To enter, video you making your ornament and upload it to your YouTube channel. Then at http://www.AsWoodTurns.com/Challenges, complete the form. But sure you get a successful confirmation message. The challenge ends midnight November 30, 2017

We’ll announce winners in December.

Again. the challenge is open to ornaments from all crafts and combination of crafts.

Alan’s Website: http://www.AsWoodTurns.com
Carl’s Website http://www.TheWoodShop.tv

Where to submit video: http://www.AsWoodTurns.com/Challenges

Woodturning Inside Out Open End Christmas Ornament With LED

Inside Out Christmas OrnamentThis video may be viewed on YouTube, Vimeo, or Facebook. But you’re already here!

The Christmas Ornament Challenge is accepting entries through November. Enter yours at on the challenges page.

View ornaments submitted this year here.

Inside out Christmas ornaments are a challenge for me. The profile of the inside turning is difficult to visualize. The turning often results in thin sections with fragile short grain. The resulting slats are wickedly knife sharp.

Yet, these ornaments are a great project with a fantastic unique look. After a recent article in American Woodturner, I decided to try an inside out turning with an open end. It should not be that hard can it be? Well, to complicate things, I incorporated a battery operated LED tea light into the inside. My design concept was to insert the tea light up through the open bottom into a narrow section of the wood. The tea light flame would show through the side slats. The tea light would be supported by a thin platform indexed by a small bump on the inner profile. To make insertion easier and for further decoration, the platform would incorporate a finial to complete the ornament. The wood slats would flex enough to insert the tea light and platform.

The first version broke when I attempted to drill into the center. I had thought that a drill would match the tealight. When that did not work, I decided to turn that section as part of the inside turning despite the fact that the curves would be opposite the tea light profile.
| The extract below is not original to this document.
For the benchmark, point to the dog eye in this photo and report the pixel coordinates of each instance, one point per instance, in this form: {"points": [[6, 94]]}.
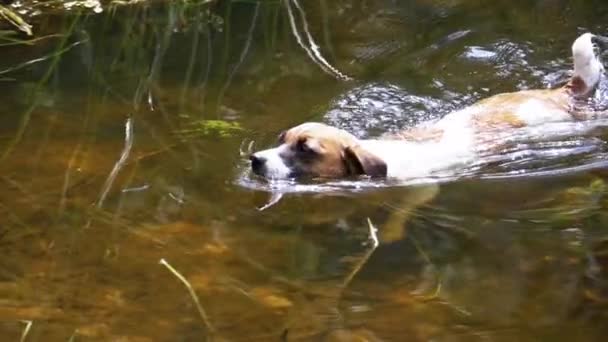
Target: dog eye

Another issue arising was the very thin sections at the top. On other ornaments, I’ve had small joints separate. Instead of turning the top portion into a top finial, I chose to turn down the top to a tenon. Normally that would be okay except that the small 3/8″ tenon was actually, four pieces of wood about 3/16″ thick with a weak joint between them. This is where the ornament broke before I could insert the tenon into a mortise in a top finial.

This complicated the top finial. I recessed the mortise into a small hollow in the bottom of the finial to cover and retain the tops of the slats. To reinforce the joint, I turned a small ball to fit inside the slat tops. This I glued with CA glue.

This inside out concept turned out quite nice. It is a rather large ornament. I’d like to make it smaller, to improve the tea light and platform positioning, and avoid the slats breaking. I’ll work on that in the next version while I enjoy this one. :)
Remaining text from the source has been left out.